Dès son apparition en scène, drapée dans une somptueuse robe bleue lui conférant des airs de tragédienne antique, la diva glamour impose d’entrée le respect par un port de reine dont elle ne se départira pas tout au long de la soirée.
Là où lui est parfois reprochée une certaine froideur, nous voyons davantage une sobriété mâtinée de noblesse, où l’émotion sait se faire intérieure et se traduire par le regard et les seules inflexions de la voix plutôt que par le geste.


Ensorcelante diva lettone

L’introduction de la Pucelle d’Orléans est à ce titre éloquente, faisant apparaître Jeanne d’Arc dans toute sa pudeur et sa fragilité. Au travers de cette musique délicate, elle déploie une grande pureté de son, aux voyelles parfaitement définies, et pourtant toujours formées dans la rondeur et l’homogénéité, pour un rendu sonore d’un équilibre rare et toute en sensibilité à fleur de lèvres.
Sa Dalila appelle les mêmes éloges, et bien qu’on puisse souhaiter une voix plus profonde et plus grave pour ce rôle, la luminosité que développe la mezzo lettone se révèle ensorcelante, couronnant cet air par un pianissimo flottant de la plus belle eau.

Avec la Reine de Saba de Gounod, la chanteuse entre de plein pied dans le répertoire de soprano dramatique, pas si éloigné de sa typologie vocale. Et force est de constater que la tessiture large et tendue de Balkis sonne parfaitement maîtrisée du grave, sonore, à l’aigu, large et percutant, emplissant la salle sans effort.

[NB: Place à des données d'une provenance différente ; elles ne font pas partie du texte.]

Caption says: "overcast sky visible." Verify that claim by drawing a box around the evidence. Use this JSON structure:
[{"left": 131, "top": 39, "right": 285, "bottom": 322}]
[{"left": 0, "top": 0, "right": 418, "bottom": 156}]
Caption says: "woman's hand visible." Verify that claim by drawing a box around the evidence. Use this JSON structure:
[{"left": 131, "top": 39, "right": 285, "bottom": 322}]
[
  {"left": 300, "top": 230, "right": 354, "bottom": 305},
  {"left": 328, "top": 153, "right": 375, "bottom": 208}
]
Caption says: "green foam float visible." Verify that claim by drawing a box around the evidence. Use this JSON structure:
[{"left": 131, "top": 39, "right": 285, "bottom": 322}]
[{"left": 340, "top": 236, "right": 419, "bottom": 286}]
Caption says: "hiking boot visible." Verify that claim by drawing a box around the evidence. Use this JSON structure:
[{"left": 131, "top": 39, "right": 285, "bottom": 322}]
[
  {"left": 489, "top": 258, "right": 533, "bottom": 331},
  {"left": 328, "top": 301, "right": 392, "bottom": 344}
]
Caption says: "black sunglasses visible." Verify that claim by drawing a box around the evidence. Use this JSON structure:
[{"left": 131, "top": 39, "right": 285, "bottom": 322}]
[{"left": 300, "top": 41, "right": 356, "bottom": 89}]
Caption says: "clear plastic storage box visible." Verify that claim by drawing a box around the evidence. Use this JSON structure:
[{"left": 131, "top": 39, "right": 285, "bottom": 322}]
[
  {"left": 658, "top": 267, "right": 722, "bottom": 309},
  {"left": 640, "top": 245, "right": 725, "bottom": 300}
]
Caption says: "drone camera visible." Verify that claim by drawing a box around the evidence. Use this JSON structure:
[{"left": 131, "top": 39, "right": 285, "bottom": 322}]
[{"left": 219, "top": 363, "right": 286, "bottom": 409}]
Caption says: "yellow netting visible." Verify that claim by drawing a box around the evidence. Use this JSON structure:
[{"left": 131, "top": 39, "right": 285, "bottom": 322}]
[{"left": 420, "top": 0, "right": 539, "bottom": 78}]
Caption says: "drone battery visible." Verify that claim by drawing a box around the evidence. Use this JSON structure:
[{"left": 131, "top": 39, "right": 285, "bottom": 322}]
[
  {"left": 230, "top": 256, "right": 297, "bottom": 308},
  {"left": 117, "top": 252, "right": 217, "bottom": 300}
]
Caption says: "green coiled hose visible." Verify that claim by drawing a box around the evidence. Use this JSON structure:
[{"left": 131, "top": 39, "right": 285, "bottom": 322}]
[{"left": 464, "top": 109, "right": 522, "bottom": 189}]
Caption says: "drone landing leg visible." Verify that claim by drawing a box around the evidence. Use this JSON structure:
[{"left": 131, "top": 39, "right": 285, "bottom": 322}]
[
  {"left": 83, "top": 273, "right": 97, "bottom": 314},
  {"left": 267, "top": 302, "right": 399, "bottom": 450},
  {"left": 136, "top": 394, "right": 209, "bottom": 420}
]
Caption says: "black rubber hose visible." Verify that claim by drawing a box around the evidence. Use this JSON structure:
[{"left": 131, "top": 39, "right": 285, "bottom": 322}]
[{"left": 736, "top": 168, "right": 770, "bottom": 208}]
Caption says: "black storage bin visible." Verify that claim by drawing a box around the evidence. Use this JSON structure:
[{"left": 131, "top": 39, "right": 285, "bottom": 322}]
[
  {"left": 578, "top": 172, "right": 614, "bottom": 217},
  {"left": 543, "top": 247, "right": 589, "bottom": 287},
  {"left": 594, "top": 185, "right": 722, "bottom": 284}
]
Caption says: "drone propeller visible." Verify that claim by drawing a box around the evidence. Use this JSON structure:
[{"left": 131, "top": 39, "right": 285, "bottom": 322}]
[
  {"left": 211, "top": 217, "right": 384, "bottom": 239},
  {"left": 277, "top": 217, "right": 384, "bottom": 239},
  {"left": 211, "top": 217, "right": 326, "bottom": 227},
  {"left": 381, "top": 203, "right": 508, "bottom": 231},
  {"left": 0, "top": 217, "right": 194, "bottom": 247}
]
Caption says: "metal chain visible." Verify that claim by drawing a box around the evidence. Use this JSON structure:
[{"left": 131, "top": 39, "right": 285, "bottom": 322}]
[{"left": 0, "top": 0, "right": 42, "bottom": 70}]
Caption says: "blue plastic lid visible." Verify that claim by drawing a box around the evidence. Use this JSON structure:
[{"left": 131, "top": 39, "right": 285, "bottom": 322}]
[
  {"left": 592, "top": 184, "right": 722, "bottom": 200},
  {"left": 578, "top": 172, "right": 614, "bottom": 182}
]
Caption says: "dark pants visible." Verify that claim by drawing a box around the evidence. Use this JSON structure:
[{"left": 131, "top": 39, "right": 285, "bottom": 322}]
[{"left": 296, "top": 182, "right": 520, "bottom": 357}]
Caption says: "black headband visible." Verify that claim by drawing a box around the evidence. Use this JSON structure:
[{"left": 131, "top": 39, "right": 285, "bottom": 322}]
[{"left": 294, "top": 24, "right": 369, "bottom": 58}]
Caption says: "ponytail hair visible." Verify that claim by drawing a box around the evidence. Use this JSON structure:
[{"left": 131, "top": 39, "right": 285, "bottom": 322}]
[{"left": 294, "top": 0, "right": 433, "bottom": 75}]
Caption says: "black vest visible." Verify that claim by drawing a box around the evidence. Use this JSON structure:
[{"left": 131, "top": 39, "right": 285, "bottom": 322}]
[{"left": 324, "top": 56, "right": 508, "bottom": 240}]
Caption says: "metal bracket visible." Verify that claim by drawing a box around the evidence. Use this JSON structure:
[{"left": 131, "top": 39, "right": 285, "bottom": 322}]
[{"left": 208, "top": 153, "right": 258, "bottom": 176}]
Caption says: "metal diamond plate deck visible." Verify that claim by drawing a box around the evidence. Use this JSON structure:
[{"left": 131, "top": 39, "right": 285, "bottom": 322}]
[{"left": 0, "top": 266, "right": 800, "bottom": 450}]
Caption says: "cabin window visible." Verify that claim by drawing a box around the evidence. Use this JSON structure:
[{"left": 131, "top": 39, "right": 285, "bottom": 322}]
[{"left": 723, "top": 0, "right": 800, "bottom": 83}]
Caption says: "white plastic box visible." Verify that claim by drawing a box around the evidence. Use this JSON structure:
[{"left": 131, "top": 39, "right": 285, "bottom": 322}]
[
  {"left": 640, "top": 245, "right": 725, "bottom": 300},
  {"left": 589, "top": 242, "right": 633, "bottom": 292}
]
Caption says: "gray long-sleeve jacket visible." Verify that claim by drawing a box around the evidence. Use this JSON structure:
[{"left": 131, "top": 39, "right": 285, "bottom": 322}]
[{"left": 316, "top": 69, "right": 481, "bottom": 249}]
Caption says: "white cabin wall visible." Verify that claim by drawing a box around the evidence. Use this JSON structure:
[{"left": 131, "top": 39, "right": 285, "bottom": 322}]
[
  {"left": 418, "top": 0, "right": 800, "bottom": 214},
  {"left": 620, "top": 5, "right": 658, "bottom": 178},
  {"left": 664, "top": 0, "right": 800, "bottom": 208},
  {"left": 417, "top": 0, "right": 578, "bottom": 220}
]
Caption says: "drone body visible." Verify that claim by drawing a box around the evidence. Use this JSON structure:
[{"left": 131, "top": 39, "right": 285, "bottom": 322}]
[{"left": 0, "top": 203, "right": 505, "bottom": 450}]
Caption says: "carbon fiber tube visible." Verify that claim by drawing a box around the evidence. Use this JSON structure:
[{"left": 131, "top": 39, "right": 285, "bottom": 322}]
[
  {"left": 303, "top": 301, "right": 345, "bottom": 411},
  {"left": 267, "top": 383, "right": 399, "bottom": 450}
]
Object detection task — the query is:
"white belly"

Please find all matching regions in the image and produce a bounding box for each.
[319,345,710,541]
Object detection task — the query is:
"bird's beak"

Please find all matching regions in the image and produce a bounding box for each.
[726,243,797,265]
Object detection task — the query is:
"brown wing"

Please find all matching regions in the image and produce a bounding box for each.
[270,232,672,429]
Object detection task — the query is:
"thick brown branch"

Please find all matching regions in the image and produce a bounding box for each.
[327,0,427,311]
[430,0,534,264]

Par instants, on reconnaît des inflexions qui ne sont pas sans rappeler l’enregistrement qu’a fait de cet air notre « lionne » nationale, la grande Régine Crespin, sans que jamais Elina Garanca n’ait à rougir de la comparaison avec son illustre aînée.

L’entracte passé, c’est vers l’Espagne que nous sommes entraînés, pour découvrir cette Carmen que l’Opéra de Paris serait bien avisé d’inviter.
Toujours ce même air altier, qui rend sa gitane presque hautaine, et ainsi fascinante par le feu qu’on sent couver sous la glace. Toute vulgarité est ainsi bannie de son interprétation, pour une des plus élégantes Carmen qu’il nous ait été donné d’entendre. Magnifique surprise que d’avoir introduit ce florilège d’airs de l’opéra de Bizet par la première version de ce qui deviendra l’Habanera. Cet air, qui n’a rien à voir avec celui que l’on connaît, ne manque pas de séduction par son tempo enlevé et ses envolées vers l’aigu. On retrouve d’ailleurs le texte de l’Habanera au cœur de cet air, et il est passionnant d’entendre ces mots célèbres portés par une musique si différente.
Puis nous retrouvons l’air que nous connaissons, au charme lascif et au balancement hypnotique, merveilleusement servi par la chanteuse, aux premiers vers murmurés, ainsi que le demande le compositeur.
Provocante et dansante, sa Séguédille flamboie, avec un texte superbement ciselé, à tel point que la limpidité de ses voyelles la feraient passer pour française.
L’air des Cartes s’impose à son tour comme une évidence, sans effet inutile, déroulant comme un ruban cette ligne de chant quasi immobile, à l’avancée inéluctable, tombe déjà creusée par des graves pleins et sonores, jamais alourdis, clairs et parfaitement timbrés.
Et pour clore ce programme, une Chanson gitane enfiévrée, au crescendo de braise, achevant d’enthousiasmer un public conquis.
Devant l’ovation que lui réserve la salle, la chanteuse se lance dans trois bis :
tout d’abord, la chanson espagnole « Al pensar en el dueño de mis amores », plein d’une énergie communicative, aux couleurs ensoleillées et aux vocalises redoutables de précision. Nous poursuivons notre voyage andalou avec le célébrissime « Granada », enlevé avec fougue et panache – et un trille parfaitement battu, chose rare aujourd’hui –.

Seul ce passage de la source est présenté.